BRUNSWICK — The Maine Department of Transportation plans to repair the Frank J. Wood Bridge after inspectors this week found deteriorating concrete on one of the bridge’s support pillars.
According to Maine DOT spokesman Ted Talbot, inspectors found crumbling concrete underneath the bridge’s northern downstream pier during a regular inspection.
“A couple of chunks had fallen off,” Talbot said. He emphasized that the bridge is still structurally sound and there are no concerns about safety or security of the structure, which is the primary thoroughfare between Brunswick and Topsham.
“If we thought so, we’d close the bridge, we’ve done that in the past,” Talbot said. “This doesn’t have anything to do with immediate safety at all.”
The department intends to put in temporary supports to reinforce the pier while engineers develop a more permanent fix, Talbot said.
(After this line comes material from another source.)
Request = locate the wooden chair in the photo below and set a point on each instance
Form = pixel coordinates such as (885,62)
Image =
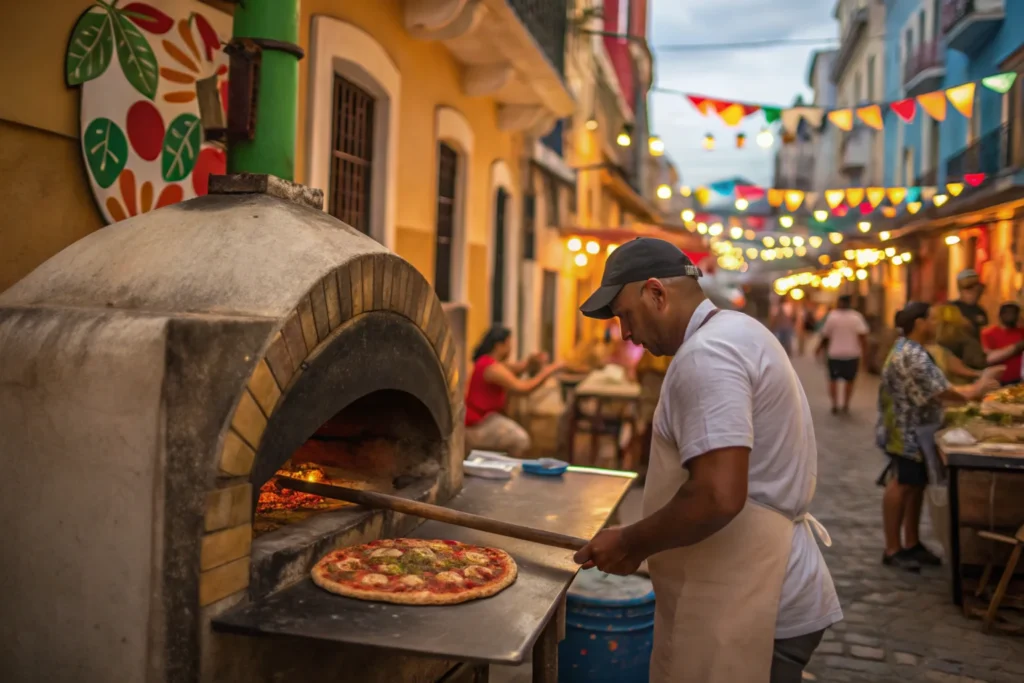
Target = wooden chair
(1017,541)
It is too early to estimate how much the project might cost.
The repair work is slated to take place this summer, but is not expected to affect vehicle traffic on the bridge, which crosses the Androscoggin River and connects Main Street (U.S. Route 201) in Topsham with Maine Street in Brunswick.
The truss bridge was built in 1932.
“What we do now with all new bridges, of course, is have that reinforced concrete,” Talbot said, “but there was none there when they first designed and built that bridge.”
“There are little things with aging bridges and this is just another one,” he said.
There are no plans to replace the bridge before 2016, Talbot said.
The Maine Department of Transportation is planning repairs on the Frank J. Wood Bridge to address deteriorating concrete supporting the structure that links Brunswick and Topsham.